Big Data R Program
Week 15 Assignment - 100 points
Objective: Using SQL query in R data frame.
Given the Consumer_Complaints.csv, use sqldf( ) to query the database for the following
reports:
1) Query for all the states where “Movement Mortgage” are present – (columns are
Company & State)
2) Query for all the states where “Movement Mortgage” OR “Hewitt-Capital” are present
– (columns are Company & State). Sort the by Company.
3) Query for the Product of “Consumer Loan” and the various means of Submitting the
complain relating to Consumer Loan (Submission via). Count each mean of submission
(Submission via). (Columns are Product, ‘Submitted via’, ‘Count Submitted Via’

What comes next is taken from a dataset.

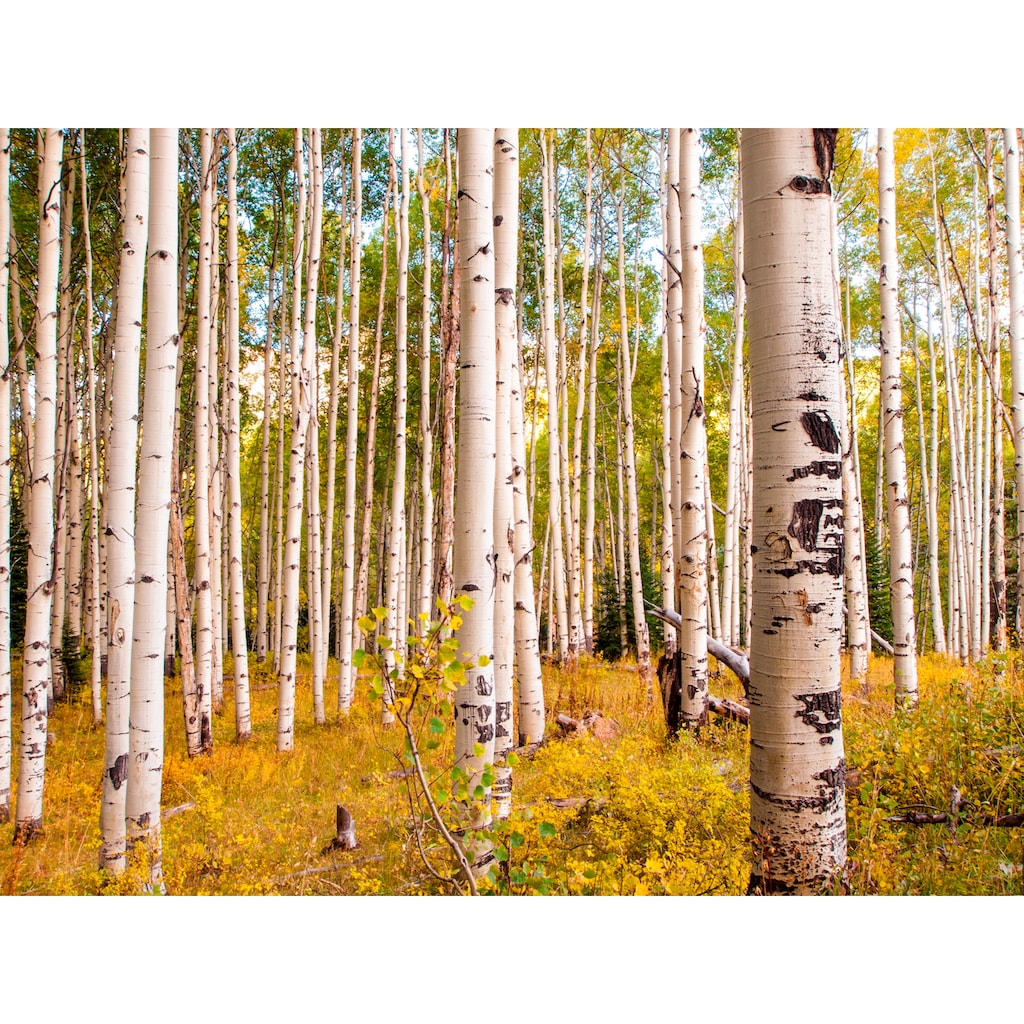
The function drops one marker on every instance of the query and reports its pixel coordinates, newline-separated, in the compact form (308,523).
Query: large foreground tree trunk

4) Query for company called “ACS Education Services” and its various Company
Response. Count each Company Response. Columns are Company, CompanyResponse
& ‘Count Company Response’.
5) Query for all Product and ‘Submitted via’ and count each of the ‘Submitted via’. Sort by
Product and ‘Submitted via’. Your columns are Product, Submittedvia, & ‘Count
Submitted via’
Example:
> sqldf("select company, state from myData where company =='360 Mortgage'") Company State 1 360 Mortgage MD 2 360 Mortgage CA 3 360 Mortgage FL 4 360 Mortgage AZ 5 360 Mortgage TX 6 360 Mortgage UT 7 360 Mortgage TX
We start by loading the appropriate libraries in R: sqldf package as follows:
> install.packages("sqldf")
> library(sqldf)
Next, we load the csv file and check the statistical properties of the csv
File as follow:
> setwd("C:/RData”) # your working directory
> myData <- read.csv("path to Consumer_complaint.csv") # loading the file
> str(myData) # check the properties of the file
. . . continue from here!
Important Note
You need to rename the column with space to remove the space. For example, you should
rename ‘Submitted via’ to SubmittedVia before you begin your query because R programming
does not like either space or dot in-between words.
Useful Links
https://www.youtube.com/watch?v=dn8OBC1L_Cw
http://dept.stat.lsa.umich.edu/~jerrick/courses/stat701/notes/sql.html
https://jasminedaly.com/tech-short-papers/sqldf_tutorial.html
Additional Note:
Your paper must have cover-page and reference-page.
Due on Sunday, August 18, 2019 at 11:59pm.
There will be penalty for late assignment.
No any screenshot is allowed in this assignment.